Il prend le sujet à cœur, dit qu’il n’y a pas de problème et se lève tout de même parce qu’il voit un trait entre son pays et ici et il a envie de rectifier. Il me demande de zoomer puis il m’indique du doigt les pays traversés. Le trait se transforme en zigzag avec des allers-retours, une case prison, de la voiture, un bateau de fortune que je vois sur son téléphone, voguant a priori sur la Méditerranée. Sur la vidéo on ne l’entend pas mais il chante, pas d’un chant du fond des âges qui s’apparenterait au blues d’ancêtres qu’il n’a pas eus. Un chant violent, un cri presque. Il me montre ça, j’ai envie de rentrer dans son histoire mais le cours continue et les autres partagent la leur.

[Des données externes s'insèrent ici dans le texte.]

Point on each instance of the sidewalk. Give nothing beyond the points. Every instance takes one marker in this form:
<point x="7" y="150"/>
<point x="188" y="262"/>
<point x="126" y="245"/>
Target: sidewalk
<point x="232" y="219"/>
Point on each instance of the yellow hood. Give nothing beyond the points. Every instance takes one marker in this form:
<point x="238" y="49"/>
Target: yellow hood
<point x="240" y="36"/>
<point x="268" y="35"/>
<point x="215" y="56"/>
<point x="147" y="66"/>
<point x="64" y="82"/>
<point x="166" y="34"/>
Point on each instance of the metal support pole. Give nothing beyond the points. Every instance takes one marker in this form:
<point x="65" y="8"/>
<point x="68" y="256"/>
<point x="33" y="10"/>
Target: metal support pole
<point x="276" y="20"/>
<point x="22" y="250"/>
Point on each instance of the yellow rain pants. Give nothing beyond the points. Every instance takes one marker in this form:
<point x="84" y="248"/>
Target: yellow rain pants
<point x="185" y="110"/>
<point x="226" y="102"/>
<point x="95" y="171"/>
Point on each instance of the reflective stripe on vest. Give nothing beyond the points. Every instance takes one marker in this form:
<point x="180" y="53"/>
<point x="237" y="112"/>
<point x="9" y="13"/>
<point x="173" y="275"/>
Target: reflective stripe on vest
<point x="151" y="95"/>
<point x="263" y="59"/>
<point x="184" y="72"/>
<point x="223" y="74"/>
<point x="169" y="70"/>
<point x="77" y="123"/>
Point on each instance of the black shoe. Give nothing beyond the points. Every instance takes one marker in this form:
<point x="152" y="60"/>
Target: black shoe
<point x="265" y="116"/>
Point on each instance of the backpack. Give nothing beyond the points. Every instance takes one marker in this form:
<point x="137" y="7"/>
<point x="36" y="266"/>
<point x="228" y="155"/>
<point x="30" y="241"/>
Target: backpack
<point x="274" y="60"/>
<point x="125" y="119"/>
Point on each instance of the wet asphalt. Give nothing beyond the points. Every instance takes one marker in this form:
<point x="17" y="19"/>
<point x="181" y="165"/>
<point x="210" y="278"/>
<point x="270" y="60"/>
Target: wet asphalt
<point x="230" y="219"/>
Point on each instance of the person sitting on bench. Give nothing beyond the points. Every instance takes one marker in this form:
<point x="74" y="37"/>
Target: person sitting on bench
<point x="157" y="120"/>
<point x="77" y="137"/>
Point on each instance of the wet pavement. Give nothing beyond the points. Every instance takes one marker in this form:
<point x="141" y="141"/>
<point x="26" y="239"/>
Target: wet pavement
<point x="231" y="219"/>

L’heure sonne, c’est le moment où je vais fumer une clope et déverser un peu de café dans mon thermos. J’attends toujours une petite minute pour descendre parce que les élève bien évidemment occupent l’entièreté du couloir et des marches. Il est là. Les autres sortent tranquillement, lui est resté. C’est ce signe des élèves qui veulent parler un peu. Ils ne viennent pas toujours frontalement. Et là, il y va. Il a une autre religion que celle de ses parents. Rien de problématique au début. Tout de même, une famille nombreuse qui avoisine la dizaine de personnes. Pas de problèmes de mœurs, plutôt d’un point de vue économique donc. Puis son père se met à marabouter il me dit. Il me parle de bougies au sol. Je l’écoute. Je ne suis pas forcément le fil des événements et la logique qui les imbrique mais je l’écoute, gardant tout dans ma tête. Son père finit par dire qu’il a compris que son fils amène au foyer un mauvais esprit. Il faut le chasser. Puis il me dit qu’il a un rendez-vous en juin pour ses papiers et qu’il doit préparer son entretien et notamment prendre des photos des sévices qu’il a reçues et il me montre des cicatrices de coups de couteau.

Je me rends compte qu’il y a un travers qui pourrait paraître un peu dégueulasse d’exposer ainsi – dans l’anonymat ne l’oublions pas – l’histoire révélée par un élève confiant. Un peu à l’image de Raymond Depardon pris en photo entrain de prendre en photo un enfant souffrant de la famine. Montrer. Qu’est-ce qu’on montre ? Pourquoi on le montre ? Qu’est-on quand on montre ? Aucune volonté de sensationnalisme, aucun gain par rapport à ce que je vous écris. Juste exposer la pluralité et se dire que derrière l’acronyme DASPA (Dispositif d'Accueil et de Scolarisation des élèves Primo-Arrivants et Assimilés) il y a des personnes qui ont vécu l’histoire de livres qu’on ne voudrait que fictifs, d’autres dont les parents vivent une histoire d’amour internationale.